1.You will need to be able to relax. Find a quiet room where you will not be disturbed and set up your ritual or meditation area on the floor. Make sure the mirror is set up so that you can gaze into it comfortably. You may also want a pillow to sit on. Also, set the white candle near you, preferably on a table where it cannot get knocked over. 2.Light the white candle and begin to relax. Stare into the mirror, looking into your reflected eyes, and say to yourself: "I have confidence in myself.” 3.Listen. Any doubts you have about yourself will begin to surface. Address each doubt and negativity that surfaces. Ask yourself why you feel that way. Think about the answers you are given. 4.When you are finished talking to your mirror image, it is time to reflect on what you learned. Write out your doubts in a journal and think about how these doubts may be overcome or how they may be an exaggerated look at yourself. Continue to perform the mirror talk ritual as often as needed. you have no idea how long it took me to type this i really hope this helps :)
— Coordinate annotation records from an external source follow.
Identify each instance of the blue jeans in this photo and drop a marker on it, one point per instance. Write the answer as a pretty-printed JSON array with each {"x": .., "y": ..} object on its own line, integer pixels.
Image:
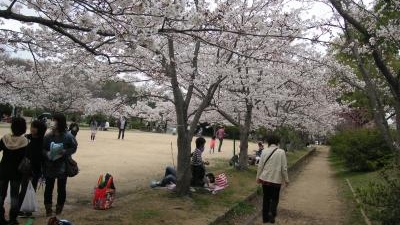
[
  {"x": 61, "y": 190},
  {"x": 14, "y": 192}
]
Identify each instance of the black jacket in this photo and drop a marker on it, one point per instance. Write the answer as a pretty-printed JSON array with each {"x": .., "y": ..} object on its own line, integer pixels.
[
  {"x": 35, "y": 150},
  {"x": 14, "y": 150},
  {"x": 57, "y": 168}
]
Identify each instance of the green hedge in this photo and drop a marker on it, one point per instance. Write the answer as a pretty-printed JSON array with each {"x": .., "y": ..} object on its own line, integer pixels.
[{"x": 361, "y": 149}]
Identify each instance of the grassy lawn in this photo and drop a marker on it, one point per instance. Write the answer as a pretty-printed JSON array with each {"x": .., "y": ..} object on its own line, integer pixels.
[
  {"x": 358, "y": 180},
  {"x": 202, "y": 207},
  {"x": 293, "y": 156}
]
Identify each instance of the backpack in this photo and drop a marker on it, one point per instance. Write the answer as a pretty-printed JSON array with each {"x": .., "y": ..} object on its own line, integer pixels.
[{"x": 104, "y": 193}]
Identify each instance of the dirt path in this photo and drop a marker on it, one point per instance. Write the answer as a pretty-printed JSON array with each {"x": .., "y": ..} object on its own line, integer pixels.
[{"x": 313, "y": 198}]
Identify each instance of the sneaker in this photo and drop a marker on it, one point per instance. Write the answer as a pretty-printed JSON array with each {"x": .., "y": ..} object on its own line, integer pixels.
[
  {"x": 154, "y": 184},
  {"x": 3, "y": 221},
  {"x": 13, "y": 222},
  {"x": 272, "y": 220},
  {"x": 24, "y": 214}
]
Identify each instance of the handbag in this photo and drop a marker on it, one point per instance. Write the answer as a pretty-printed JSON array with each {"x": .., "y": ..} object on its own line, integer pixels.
[
  {"x": 30, "y": 202},
  {"x": 72, "y": 168},
  {"x": 269, "y": 158},
  {"x": 25, "y": 166}
]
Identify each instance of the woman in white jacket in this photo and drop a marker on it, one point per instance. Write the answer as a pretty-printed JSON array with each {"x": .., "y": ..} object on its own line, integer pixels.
[{"x": 272, "y": 173}]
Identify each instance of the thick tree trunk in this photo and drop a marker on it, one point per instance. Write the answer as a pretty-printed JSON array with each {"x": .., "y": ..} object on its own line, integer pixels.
[
  {"x": 184, "y": 138},
  {"x": 244, "y": 138},
  {"x": 184, "y": 174}
]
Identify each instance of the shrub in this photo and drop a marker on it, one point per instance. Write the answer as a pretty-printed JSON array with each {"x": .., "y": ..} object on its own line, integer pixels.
[
  {"x": 382, "y": 199},
  {"x": 361, "y": 149}
]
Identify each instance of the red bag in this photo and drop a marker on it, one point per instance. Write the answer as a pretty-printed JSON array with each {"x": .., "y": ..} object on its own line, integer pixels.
[
  {"x": 221, "y": 180},
  {"x": 104, "y": 195}
]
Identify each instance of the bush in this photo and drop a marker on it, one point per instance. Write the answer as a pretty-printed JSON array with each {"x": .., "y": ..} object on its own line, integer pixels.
[
  {"x": 382, "y": 199},
  {"x": 361, "y": 149}
]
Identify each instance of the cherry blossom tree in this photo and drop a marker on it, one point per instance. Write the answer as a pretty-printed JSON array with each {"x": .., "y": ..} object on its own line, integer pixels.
[{"x": 189, "y": 47}]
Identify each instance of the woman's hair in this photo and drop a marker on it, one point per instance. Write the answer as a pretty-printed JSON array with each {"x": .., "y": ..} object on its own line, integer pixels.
[
  {"x": 61, "y": 122},
  {"x": 18, "y": 126},
  {"x": 211, "y": 177},
  {"x": 40, "y": 126},
  {"x": 200, "y": 142},
  {"x": 273, "y": 139}
]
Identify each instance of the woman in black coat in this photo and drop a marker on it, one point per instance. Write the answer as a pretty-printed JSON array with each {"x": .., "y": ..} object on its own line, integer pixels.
[
  {"x": 35, "y": 155},
  {"x": 62, "y": 143},
  {"x": 14, "y": 150}
]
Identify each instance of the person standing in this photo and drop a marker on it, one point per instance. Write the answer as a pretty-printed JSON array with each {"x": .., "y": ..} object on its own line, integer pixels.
[
  {"x": 74, "y": 127},
  {"x": 198, "y": 165},
  {"x": 35, "y": 155},
  {"x": 55, "y": 167},
  {"x": 122, "y": 123},
  {"x": 14, "y": 147},
  {"x": 220, "y": 135},
  {"x": 271, "y": 173},
  {"x": 93, "y": 129},
  {"x": 212, "y": 144}
]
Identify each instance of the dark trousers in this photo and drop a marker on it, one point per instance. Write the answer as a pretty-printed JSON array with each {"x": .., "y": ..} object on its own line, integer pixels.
[
  {"x": 61, "y": 190},
  {"x": 198, "y": 174},
  {"x": 270, "y": 201},
  {"x": 14, "y": 192},
  {"x": 220, "y": 144},
  {"x": 121, "y": 131},
  {"x": 169, "y": 177}
]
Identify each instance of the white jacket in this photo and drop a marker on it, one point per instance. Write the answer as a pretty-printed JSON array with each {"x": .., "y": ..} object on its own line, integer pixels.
[{"x": 275, "y": 170}]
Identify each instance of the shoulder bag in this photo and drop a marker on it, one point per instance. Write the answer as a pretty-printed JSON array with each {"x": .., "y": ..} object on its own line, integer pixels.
[{"x": 269, "y": 158}]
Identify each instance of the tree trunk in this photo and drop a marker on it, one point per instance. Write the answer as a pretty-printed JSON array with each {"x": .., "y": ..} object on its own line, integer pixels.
[{"x": 244, "y": 138}]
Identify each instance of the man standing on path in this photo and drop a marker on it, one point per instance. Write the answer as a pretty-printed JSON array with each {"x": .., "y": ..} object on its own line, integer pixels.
[
  {"x": 220, "y": 135},
  {"x": 74, "y": 127},
  {"x": 121, "y": 126},
  {"x": 271, "y": 173}
]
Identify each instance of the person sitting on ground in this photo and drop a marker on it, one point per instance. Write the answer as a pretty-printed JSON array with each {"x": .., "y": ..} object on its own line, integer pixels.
[
  {"x": 169, "y": 178},
  {"x": 197, "y": 164}
]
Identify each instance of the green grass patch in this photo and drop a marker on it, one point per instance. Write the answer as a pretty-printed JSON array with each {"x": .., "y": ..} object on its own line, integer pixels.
[
  {"x": 358, "y": 180},
  {"x": 147, "y": 214},
  {"x": 293, "y": 156},
  {"x": 164, "y": 207},
  {"x": 243, "y": 208}
]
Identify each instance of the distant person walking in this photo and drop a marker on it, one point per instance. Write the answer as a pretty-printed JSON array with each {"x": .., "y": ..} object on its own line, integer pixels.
[
  {"x": 74, "y": 127},
  {"x": 212, "y": 144},
  {"x": 122, "y": 123},
  {"x": 198, "y": 165},
  {"x": 220, "y": 135},
  {"x": 93, "y": 129},
  {"x": 58, "y": 145},
  {"x": 14, "y": 147},
  {"x": 271, "y": 173}
]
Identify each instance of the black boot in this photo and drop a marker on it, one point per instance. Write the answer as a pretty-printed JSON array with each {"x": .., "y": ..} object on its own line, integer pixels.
[
  {"x": 49, "y": 210},
  {"x": 3, "y": 221},
  {"x": 59, "y": 209}
]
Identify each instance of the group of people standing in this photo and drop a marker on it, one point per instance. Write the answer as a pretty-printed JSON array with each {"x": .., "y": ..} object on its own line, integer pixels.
[
  {"x": 37, "y": 147},
  {"x": 121, "y": 124}
]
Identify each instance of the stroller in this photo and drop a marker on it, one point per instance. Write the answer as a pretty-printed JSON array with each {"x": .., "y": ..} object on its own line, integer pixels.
[{"x": 104, "y": 193}]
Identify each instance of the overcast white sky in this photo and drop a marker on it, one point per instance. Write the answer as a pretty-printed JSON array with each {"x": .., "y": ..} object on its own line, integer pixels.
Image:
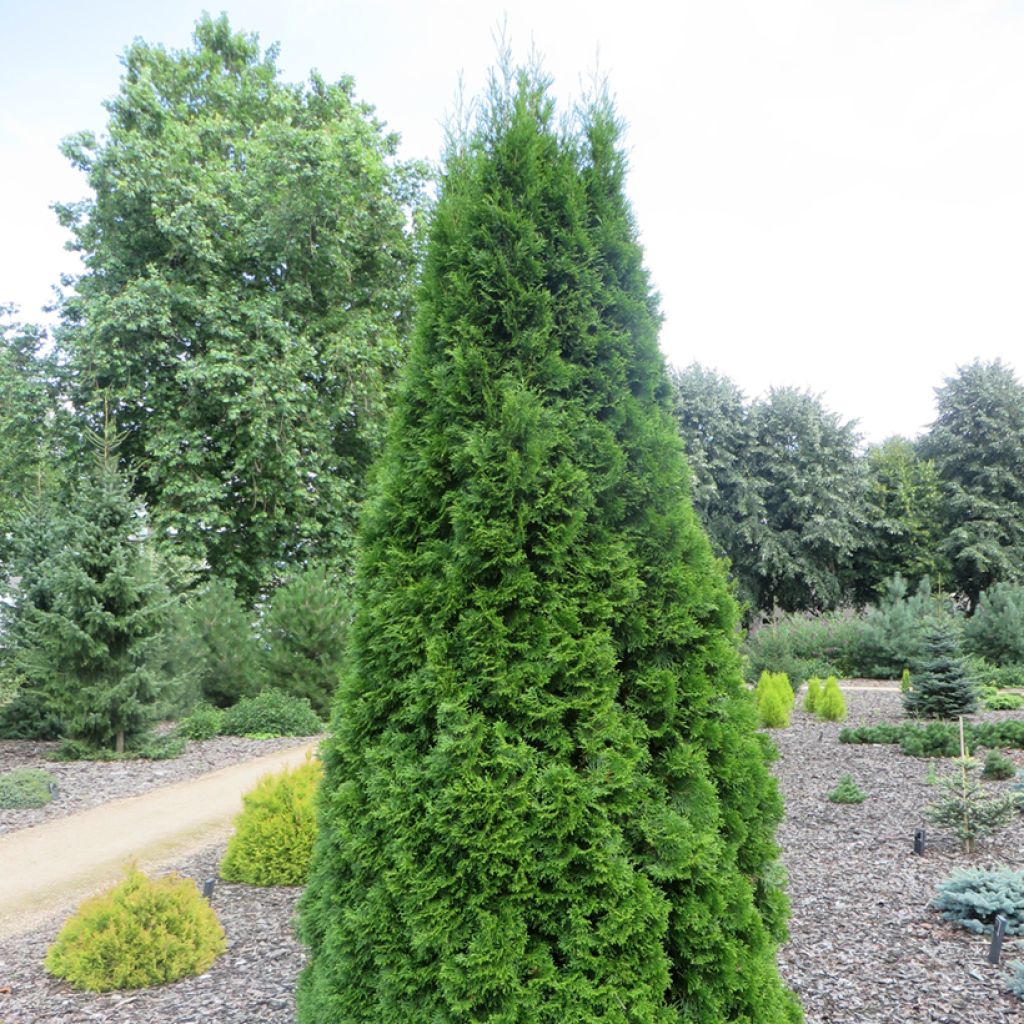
[{"x": 830, "y": 193}]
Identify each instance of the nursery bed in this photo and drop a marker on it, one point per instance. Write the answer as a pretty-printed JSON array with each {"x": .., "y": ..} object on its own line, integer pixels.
[{"x": 864, "y": 947}]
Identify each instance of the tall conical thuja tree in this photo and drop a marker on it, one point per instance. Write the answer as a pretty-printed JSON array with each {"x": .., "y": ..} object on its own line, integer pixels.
[{"x": 544, "y": 799}]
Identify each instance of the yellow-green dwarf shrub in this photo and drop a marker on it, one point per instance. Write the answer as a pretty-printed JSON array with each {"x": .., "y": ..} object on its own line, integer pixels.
[
  {"x": 813, "y": 694},
  {"x": 142, "y": 932},
  {"x": 273, "y": 835},
  {"x": 832, "y": 704},
  {"x": 774, "y": 698}
]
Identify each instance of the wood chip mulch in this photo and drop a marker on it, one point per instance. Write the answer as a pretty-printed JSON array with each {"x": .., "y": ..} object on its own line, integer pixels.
[{"x": 863, "y": 947}]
Hi, i can see there are many people with this kind of problem, but think positively, you don't have a physical problem which makes you feel shy but on the other side and about relationships most of the guys prefer their GF to be shy and i agree with that as there's no need that a girl has excessive pride to say to people that she's pretty. Anyway Look at my long answer here at a related question hoping that it will help: http://answers.yahoo.com/question/index;_ylt=AjEgleLvx1PrK17_SGANfzPty6IX;_ylv=3?qid=20090810170642AAWQBco
read books on body language, people can tell that your not open to meeting them. Here's what I do, take all insecurities and squash them like a bug. It will work long enough to meet people, and friends will build your self esteem in the long run.
The Power of Now by Eckhart Tolle. I purchased the book because the title seemed very interesting to me. What a peculiar word, 'now.' A few days earlier I had watched an interview with Angelina Jolie. The interviewer asked what her favorite word was, she responded "now." The book has since changed my life entirely.